Кто ещё из корифеев нашей журналистики называл свою работу деятельностью и выспренно говорил о её результатах?
Крутизна – «пароль» времени
Известный актёр и режиссёр Николай Губенко рассказывал, как он, готовясь к съёмкам фильма, мотался по стране, записывал речь простых людей. И очень при этом удивлялся: люди, как правило, говорили нелитературным языком, но не искажали слова, не пороли всякую чушь, лишь бы выпендриться.
Но как же нравится это кривлянье нашим вещателям… Сегодня в моде всё, что круто. Сказать о ком-то: «Он ненормальный» – пресно. Куда круче: «Он больной на голову».
Кто и когда первым сказал эту фразу, теперь уже не установить. Наверняка человек этот был не в ладах со стилистикой. Сказал коряво, но людям почему-то нравится.
«Вали» звучит гораздо выразительней, чем «убирайся». В слове «упаковать» больше художественности, чем в слове «арестовать».
«Выяснить отношения» – длинно, короче – «разобраться». «Беспорядок» тоже длиннее, чем «бардак».
«Побьём» – слабо, совсем другое дело – «порвём»! «Попасть впросак», «дать себя обмануть» – слишком литературно, другое дело – «повестись». «Чего-то не сообразить» – тоже слабо, куда круче – «тупить». «Напиться» – это вообще из словаря детей. «Нажраться»!
Давайте признаем: новые фигуры речи порождаются часто людьми малограмотными. И кому-то эти нарушения правильности языка нравятся. Совсем как девушкам нравятся хулиганы.
В передаче Андрея Малахова, посвящённой Эдите Пьехе, вдруг был вытащен на обсуждение эпизод, когда певица едва не подверглась изнасилованию. Аудитория и ловила каждое слово. А тот факт, что Эдита Пьеха в советское время десять лет шефствовала над детским домом, не произвёл никакого впечатления…
Вот на такую аудиторию и ориентируются ведущие. Полная взаимность.
Кому служат «работники слова»?
Все мы чему-то или кому-то служим. Даже если это нигде не записано, даже если порой сами не сознаём. Так получается.

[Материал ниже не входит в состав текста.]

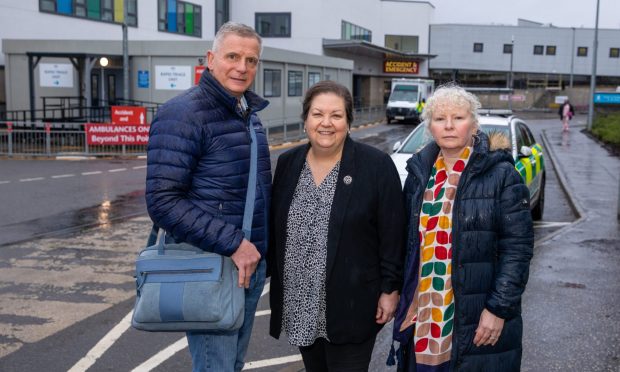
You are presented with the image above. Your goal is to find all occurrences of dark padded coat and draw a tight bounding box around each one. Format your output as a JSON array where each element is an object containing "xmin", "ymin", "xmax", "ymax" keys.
[
  {"xmin": 268, "ymin": 137, "xmax": 406, "ymax": 344},
  {"xmin": 393, "ymin": 131, "xmax": 534, "ymax": 371},
  {"xmin": 145, "ymin": 71, "xmax": 271, "ymax": 257}
]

«Я служу литературе», – говорил Александр Блок, отбиваясь от обвинений, что служит большевикам. То было самооправдание обманувшегося интеллигента.
Вспомним к слову, что понятие «интеллигент» появилось в 70-х годах XIX века. Так стали называть работников умственного труда, посвятивших свою жизнь идее служения народу.

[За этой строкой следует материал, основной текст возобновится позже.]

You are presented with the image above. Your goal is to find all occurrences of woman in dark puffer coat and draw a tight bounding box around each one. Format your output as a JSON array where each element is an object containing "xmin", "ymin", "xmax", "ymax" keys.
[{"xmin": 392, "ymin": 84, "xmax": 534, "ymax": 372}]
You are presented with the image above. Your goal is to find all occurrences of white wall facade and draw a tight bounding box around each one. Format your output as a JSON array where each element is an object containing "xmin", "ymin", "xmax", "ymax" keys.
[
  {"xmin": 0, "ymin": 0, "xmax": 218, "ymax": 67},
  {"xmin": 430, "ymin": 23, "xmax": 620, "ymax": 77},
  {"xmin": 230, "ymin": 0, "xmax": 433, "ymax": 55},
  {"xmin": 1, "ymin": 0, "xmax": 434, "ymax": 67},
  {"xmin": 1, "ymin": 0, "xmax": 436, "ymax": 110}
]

Кто они сегодня, «работники слова», чью профессию мы обсуждаем? К какой категории населения их отнести? Рабочие? Нет. Служащие? Тоже нет. А третья категория у нас – только «интеллигенция». Другой нет.

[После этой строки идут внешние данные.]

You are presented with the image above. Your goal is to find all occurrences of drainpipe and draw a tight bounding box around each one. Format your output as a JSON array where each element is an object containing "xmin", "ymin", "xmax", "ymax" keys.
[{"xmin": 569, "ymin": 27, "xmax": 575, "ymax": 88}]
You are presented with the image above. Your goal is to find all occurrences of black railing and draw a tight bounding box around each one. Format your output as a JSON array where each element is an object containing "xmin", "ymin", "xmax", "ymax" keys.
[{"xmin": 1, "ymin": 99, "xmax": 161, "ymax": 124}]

Кому же служат представители интеллигенции – «работники слова»?
Служат они государству, а точнее, власти. Не народу, заметьте! Это уж точно. Народ для них – абстракция.
Раньше «работники слова» тоже служили власти, но власть это служение очень строго контролировала. Ни одного слова в эфир без визы! Ошибся – волчий билет!
А сейчас – «свобода слова». Кавычки неслучайны. Кто контролирует вещателей? Никто. Говори всё что хочешь. Можешь не «фильтровать базар». И не фильтруют. Говорят даже такое, что подрывает основы власти. А власть никак не реагирует.
Служить – значит ни слова против. А тут…
Нет, это не служение. И это не та свобода слова, о которой мечтали диссиденты в советское время. Это свобода говорить всё, что на ум взбредёт. Значит, уже не свобода, а беспредел.
Власти обычно служат довольно незаурядные люди, но при этом проявляют далеко не лучшие свои качества. Так было всегда. Так это есть и сегодня.
Работа, как известно, – это одна из форм любви. Ты любишь работу и себя в работе. Это естественно. Но одни из нас этим ограничиваются, а другие любят ещё и тех, для кого они работают. Но эта любовь может быть как достойной, так и недостойной.
Если ты ловишь кайф от своего стёба, от своих пошлостей и непристойностей и радуешься при этом, что доставляешь удовольствие слушателям, то как назвать эту твою любовь?
Дискуссия и слово
Когда нас кто-то прерывает или мы сами отклоняемся от темы, мы можем сбиться с мысли. Это называется «потерять нить мысли».
Нить разговорного или ораторского мышления – очень важная вещь. Одна из задач ведущего ток-шоу – помогать участникам дискуссии держать эту нить. Только в этом случае их выступления будут полноценными. Сбивчивая речь не нужна ни тем, кто её произносит, ни тем, кто внимает.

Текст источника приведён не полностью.